-
Notifications
You must be signed in to change notification settings - Fork 384
Description
First check
- I added a descriptive title to this issue.
- I used the GitHub search to look for a similar issue and didn't find it.
- I searched the Marvin documentation for this feature.
Describe the current behavior
The tool call for a state update can lead to an infinite loop if there is an error that the app can not resolve.
- prompt the application
- marvin attempts to add a state change
- e.g. pydantic throws error
- marvin attempts to fix the error and tries again
3... - ...
Loops 3. and 4.
Describe the proposed behavior
- I would like the ability to limit the number of attempts
- I would like the ability to limit the number of tokens per call/ application
something like this:
app.say("blabla", max_completion_tokens=100, max_retries=3)
app = application(...., max_completion_tokens_per_say=100, max_retries_per_say=3)
Example Use
I have a complex state for which marvin applications often struggle to make valid changes to the state. This can lead to "infinite loops". I would like to have better control over the maximum cost per run.
Additional context
I have started with an implementation of the idea, but I'm uncertain if I'm approaching it the correct way.
One could update the run_async.py function in src/marvin/beta/assistants/run.py to count the number of successive submit_tool_calls like this:
max_iterations = 2 # How many attempts at fixing the tool call are allowed
iteration_count = 0
while handler.current_run.status in ["requires_action"] and iteration_count <= max_iterations:
tool_outputs = await self.get_tool_outputs(run=handler.current_run)
handler = event_handler_class(**self.event_handler_kwargs)

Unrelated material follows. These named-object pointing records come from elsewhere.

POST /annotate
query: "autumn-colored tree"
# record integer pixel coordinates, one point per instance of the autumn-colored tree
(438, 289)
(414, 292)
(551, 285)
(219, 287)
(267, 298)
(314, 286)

async with client.beta.threads.runs.submit_tool_outputs_stream(
thread_id=self.thread.id,
run_id=self.run.id,
tool_outputs=tool_outputs,
event_handler=handler,
) as stream:
await stream.until_done()
await self._update_run_from_handler(handler)
iteration_count += 1
if iteration_count >= max_iterations:
logger.debug("Maximum iterations reached, stoping tool output submission.")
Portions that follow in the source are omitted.